Глава 400

Правильно против Хорошего. Если бы ее попросили выбрать одну, Мару без малейшего колебания выбрала бы хорошую. То, что казалось «правильным», казалось «хорошим», но в тот момент, когда кто-то входил в это, они были брошены в мир сегрегации, который отличался от других.

То, что было «правильным», обычно шло вразрез с реальным жизненным порядком. Для людей, привыкших к порядку, «право» выглядело лишь самодовольством. Ты единственный, кто праведен? — эти слова были бы первыми словами, которые были бы услышаны, когда кто-то выбрал правильное, а не хорошее.

Даже если что-то было не так, если это считалось хорошим, члены сообщества маскировали это как правильное и оправдывали это.

‘Право’ требовало спора, а «добро» — гармонии.

Мару знал всю страшность слова » правильно’. В тот момент, когда кто-то встал на сторону «правых», они могли стать исторической фигурой, то есть кем-то, кем пожертвовали, чтобы все видели. Мне всегда было одиноко, когда я делал что-то правильно. Это была скучная и одинокая битва. Мистер Лиз и мистер Паркс, с которыми он был близок, больше не разговаривали с ним, в то время как мистер Ким и мистер Чуа, которые обычно никогда не разговаривали с ним, подходили к нему и просили пересмотреть решение.

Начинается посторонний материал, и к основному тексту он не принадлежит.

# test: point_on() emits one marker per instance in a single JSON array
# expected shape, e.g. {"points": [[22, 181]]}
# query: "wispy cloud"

То, что он узнал, копаясь в коррупции сына президента, который вошел в компанию через заднюю дверь, было то, что правильная вещь никогда не должна быть сделана.

Тем не менее, Мару также знал, что он был из тех людей, которые должны были довести что-то до конца, как только он начал. Он определенно не был сторонником праведности, он даже не хотел им быть. На самом деле, его мечтой было пройти по пути «добра» и «зла», но он всегда глупо колебался перед этим путем и возвращался туда, откуда пришел.

Мару улыбнулся, увидев перед собой Ульджина. Улджин немного поколебался, прежде чем неловко улыбнуться. Если он хочет выбрать хороший и удобный путь, он должен говорить о том, о чем они говорили в ванной, и стать ближе к нему. Телевизионные СМИ тоже создавались людьми. Возможно, ему удастся уговорить Ульджина помочь ему, если он приблизится к нему.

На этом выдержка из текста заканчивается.